The EPA will use every reason under the sun to explain why this new standard is necessary for public health and safety. But here are a few things to keep in mind as the nation begins to discuss what such a standard could mean.

  • EPA Administrator Gina McCarthy expects you to take her word for it. Announcing the proposal, McCarthy wrote: “Critics play a dangerous game when they denounce the science and law EPA has used to defend clean air for more than 40 years. The American people know better.” This kind of bullying sets up a false choice for the American people where any disagreement with the EPA’s conclusions is equivalent to being anti-science and pro-filthy air. It shows that the EPA is not interested in open debate or disagreement with the proposed rule. In essence, she is asking Americans to suspend their reason and accept the rule “because she said so.
  • The quality of our air has vastly improved. We’re not living in the days of the Industrial Revolution or even the days of rivers catching fire. Concentration levels of every major pollutant regulated under the Clean Air Act have decreased since the EPA started measuring in 1980 (and were decreasing before then, too). Ozone levels have decreased by 33 percent, nitrogen dioxide levels by 60 percent, sulfur dioxide by 81 percent, carbon monoxide by 84 percent and lead by a whopping 92 percent. High ozone days in one of the nation’s worst counties, Los Angeles, have decreased 83 percent and average high ozone days around the nation have decreased 75 percent. (Figures are from the EPA’s database.)
  • The rule is premature. States are still implementing the current standard of 75 ppb. We don’t even know what kind of impact, positive or negative, this last standard will have, and yet the EPA has proposed that states should already get moving on a new standard.
  • The standards proposed would throw most counties out of compliance. There are 698 counties in the U.S. monitored for ozone (using 2010–2012 EPA data). Thirty-one percent of the 698 counties with ozone monitors would fail to meet the current 75 ppb ozone standard. If the EPA went forward with a 70 ppb standard, more than half of those counties would be in violation. If the EPA went forward with a 60 ppb standard, 647 of those counties, or 93 percent, would be in violation of the standard. Furthermore, a 60 ppb standard may be impossible to meet because background levels in some areas of the country have been found to regularly exceed 60 ppb.
  • McCarthy and others continue to trivialize the costs of the proposed ozone rule. McCarthy writes that America does not have “to choose between a healthy economy and a healthy environment.” The truth is, we still don’t have a healthy economy and this rule, if Congress sits by and allows it to go through, is certainly going to hurt.

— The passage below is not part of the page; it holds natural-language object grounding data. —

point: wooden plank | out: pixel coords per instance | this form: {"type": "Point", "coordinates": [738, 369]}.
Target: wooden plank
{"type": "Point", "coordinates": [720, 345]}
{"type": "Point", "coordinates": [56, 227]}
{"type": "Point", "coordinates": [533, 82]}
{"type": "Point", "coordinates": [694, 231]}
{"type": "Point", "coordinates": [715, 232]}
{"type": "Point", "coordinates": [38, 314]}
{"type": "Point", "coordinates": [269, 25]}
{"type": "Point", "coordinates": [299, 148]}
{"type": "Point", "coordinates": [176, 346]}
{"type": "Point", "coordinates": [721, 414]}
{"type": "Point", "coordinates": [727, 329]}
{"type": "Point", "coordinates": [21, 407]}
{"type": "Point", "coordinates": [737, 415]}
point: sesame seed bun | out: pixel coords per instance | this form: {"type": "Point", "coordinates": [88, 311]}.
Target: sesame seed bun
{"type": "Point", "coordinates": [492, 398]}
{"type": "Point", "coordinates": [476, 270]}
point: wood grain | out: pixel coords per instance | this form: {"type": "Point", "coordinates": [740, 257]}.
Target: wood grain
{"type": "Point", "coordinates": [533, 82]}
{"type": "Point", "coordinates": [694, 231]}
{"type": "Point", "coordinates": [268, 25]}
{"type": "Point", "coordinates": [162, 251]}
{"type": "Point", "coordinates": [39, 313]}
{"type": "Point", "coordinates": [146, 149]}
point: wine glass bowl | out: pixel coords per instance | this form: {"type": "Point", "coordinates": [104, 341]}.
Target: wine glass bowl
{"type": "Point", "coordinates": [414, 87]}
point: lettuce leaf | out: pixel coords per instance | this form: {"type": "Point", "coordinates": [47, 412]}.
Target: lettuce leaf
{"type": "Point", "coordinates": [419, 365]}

The National Association of Manufacturers has said a 60 ppb standard would be the costliest regulation in U.S. history. According to a NERA Economic Consulting study conducted for NAM, a 60 ppb standard would:

  • Reduce gross domestic product by $270 billion per year on average over the period from 2017 through 2040;
  • Result in an average annual loss of 2.9 million job-equivalents (a measurement of lost jobs, fewer hours, and lower wages) through 2040;
  • Impose $2.2 trillion in compliance costs from 2017 through 2040; and
  • Decrease average household income by $1,570 per year.

Congress should not fund the implementation of any new ozone standard and should review the air quality process to protect the health and well-being of Americans.

Congress, not this unelected and unaccountable agency, needs to make the decision regarding standards that could have such a devastating impact on the economy.

This post has been corrected to reflect that Gina McCarthy said, “Critics play a dangerous game when they denounce the science and law EPA has used to defend clean air for more than 40 years. The American people know better,” not “Critics play a dangerous game when they denounce the science and law EPA has used to defend clean air for more than 40 years. The American people should know better.”